This is the mail archive of the
xsl-list@mulberrytech.com
mailing list .
Divide and Conquer implementations of str-foldl and str-map (Was: Re: big recursive function)
- From: Dimitre Novatchev <dnovatchev at yahoo dot com>
- To: xsl-list at lists dot mulberrytech dot com
- Date: Wed, 28 Nov 2001 08:23:13 -0800 (PST)
- Subject: [xsl] Divide and Conquer implementations of str-foldl and str-map (Was: Re: big recursive function)
- Reply-to: xsl-list at lists dot mulberrytech dot com
> > I haven't seen yet different way to process characters inside a node
> > text (except making an extension function but it's cheating :-). It looks
> > like the right way to do things from an XSLT point of view.
>
> using a divide and conquer method (see posts of dimitre's) should change
> the recursion depth from being O(n) to O(log n) (at the cost of giving
> up tail recursion) so on a system that doesn't implement tail recursion
> elimination this should be better (and may well be faster anyway).
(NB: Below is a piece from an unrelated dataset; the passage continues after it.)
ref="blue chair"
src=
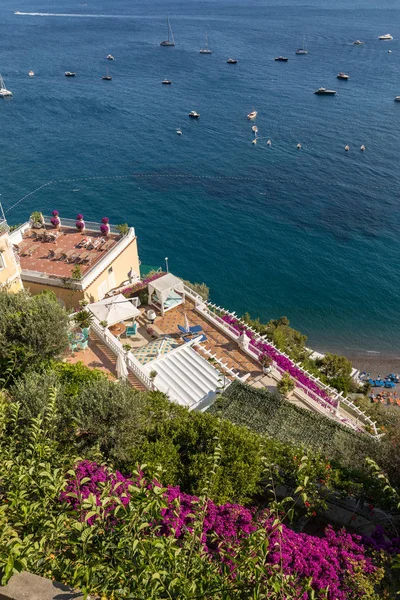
[125,323,137,337]
[182,333,207,343]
Here's what I think of as a generic way to solve the majority of problems with deep
recursion when processing long lists of characters (strings).
In my previous posts I already introduced a very general list-folding function
foldl, and its string counterpart -- str-foldl.
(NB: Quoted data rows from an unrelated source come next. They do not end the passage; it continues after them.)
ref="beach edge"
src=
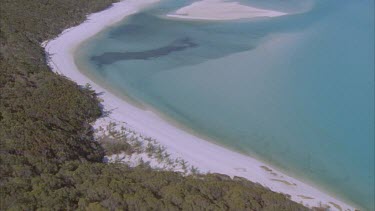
[42,0,355,210]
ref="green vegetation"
[0,0,306,210]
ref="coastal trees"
[0,0,306,210]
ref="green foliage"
[0,0,306,211]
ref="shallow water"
[76,0,374,210]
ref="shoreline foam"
[167,0,287,20]
[42,0,354,210]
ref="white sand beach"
[42,0,354,210]
[167,0,287,20]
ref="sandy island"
[167,0,286,20]
[42,0,354,210]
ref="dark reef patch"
[90,37,198,65]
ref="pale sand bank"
[167,0,286,20]
[42,0,354,210]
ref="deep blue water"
[76,0,375,210]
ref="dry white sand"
[42,0,354,210]
[167,0,286,20]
I mentioned (I think) how the map() function can be defined using the foldl
function:
map :: (a -> b) -> [a] -> [b]
map f = foldl ((:).f) []
The map function takes a function and a list as arguments and returns a new list,
having the same number of elements as the list-argument, every element of which is
the result of applying the function f() on the corresponding element of the
list-argument.
Another, more understandable definition of map is:
map :: (a -> b) -> [a] -> [b]
map _ [] = []
map f (x:xs) = (f(x) : map f xs)
For example,
map (+1) [1,2,3] = [2,3,4]
Using foldl and map we may be able to solve 99% of all problems we have with lists.
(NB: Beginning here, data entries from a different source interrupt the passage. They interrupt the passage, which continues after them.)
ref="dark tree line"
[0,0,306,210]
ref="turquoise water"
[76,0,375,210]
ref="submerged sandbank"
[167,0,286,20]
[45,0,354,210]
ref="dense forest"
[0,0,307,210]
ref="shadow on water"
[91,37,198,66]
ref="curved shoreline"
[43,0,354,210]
Using str-foldl and str-map we may be able to solve 99% of all problems we have with
strings.
The only problem could be that when processing very big lists/strings on XSLT
processors that do not optimize tail-recursion with iteration, there would be an
exhaustive increase of the call stack leading to crash.
The solution in such cases is to use ***divide and conquer*** (DVC) implementations
of foldl and map or, respectively, of str-foldl and str-map.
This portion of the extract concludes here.